We asked Adaptiv's Co-Founder and Principal Architect Nikolai Blackie, how training the boys has been so far.

“They’re doing great in terms of actual work but their life skills – not so much,” says Nikolai. “They couldn’t figure out how to turn on the oven for our Friday morning tea and served us undercooked sausage rolls.” Now let me tell you, despite there being several acceptable ways to prepare premade sausage rolls, the consensus is that you heat them in the oven until cooked. However, Tim and Ferris missed this crucial step and served frozen sausage rolls to the team.

“One of the first questions that they asked me in our mentor session was how to cook sausage rolls,” says Nikolai. “I’m worried about them.”

Food for thought

But despite the sausage roll fiasco of 2020 and somehow avoiding food poisoning, the grads have great expectations for where they see themselves in the next five years. Tim has his sights set on a developer or management position, while Ferris hopes to be an integration architect. “And also, I’d like a good holiday once Covid dies down will be nice,” jokes Ferris.

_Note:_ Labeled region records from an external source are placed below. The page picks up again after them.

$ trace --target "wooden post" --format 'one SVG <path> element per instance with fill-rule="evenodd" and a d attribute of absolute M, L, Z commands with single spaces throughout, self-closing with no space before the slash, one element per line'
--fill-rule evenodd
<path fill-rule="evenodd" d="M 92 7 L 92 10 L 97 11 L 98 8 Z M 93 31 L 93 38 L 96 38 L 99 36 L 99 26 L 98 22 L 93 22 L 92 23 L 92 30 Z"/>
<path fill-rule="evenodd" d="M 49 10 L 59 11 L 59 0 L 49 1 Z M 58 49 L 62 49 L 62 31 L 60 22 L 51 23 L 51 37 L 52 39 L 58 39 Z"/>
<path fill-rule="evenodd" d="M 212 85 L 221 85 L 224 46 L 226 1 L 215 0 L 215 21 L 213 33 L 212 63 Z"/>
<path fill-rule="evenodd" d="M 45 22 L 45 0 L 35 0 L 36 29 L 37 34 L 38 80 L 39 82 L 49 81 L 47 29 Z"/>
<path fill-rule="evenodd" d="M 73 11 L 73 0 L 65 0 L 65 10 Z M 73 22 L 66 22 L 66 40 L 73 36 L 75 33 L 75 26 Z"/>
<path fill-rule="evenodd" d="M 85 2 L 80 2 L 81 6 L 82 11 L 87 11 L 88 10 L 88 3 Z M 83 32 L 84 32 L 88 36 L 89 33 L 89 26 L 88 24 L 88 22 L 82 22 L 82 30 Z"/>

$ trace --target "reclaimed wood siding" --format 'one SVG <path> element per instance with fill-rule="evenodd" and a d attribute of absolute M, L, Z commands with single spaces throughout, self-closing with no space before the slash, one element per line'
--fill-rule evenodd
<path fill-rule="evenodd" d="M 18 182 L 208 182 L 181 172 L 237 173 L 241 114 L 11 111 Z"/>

Though the boys are now almost halfway through their grad programme with Adaptiv, and their memories of being students are a blurred. But they do have some good advice for students in their last year of study who wish to apply for the programme.

Be humble in terms of your knowledge. Be patient in finding a job and be confident that you can do it. And don’t be afraid to apply even if you don’t know everything (and you won’t). You can always learn if you have the right mindset, and you never know where you can end up.

“And don’t be afraid to fail; it’s part of learning,” says Ferris.

And with that, the mystery of who Tim and Ferris are was answered. We now know about who they are, what they do, their highs and lows of the programme, and where they see themselves in the future.

And they also answered the age-old question – “how many graduates does it take to cook a sausage roll?”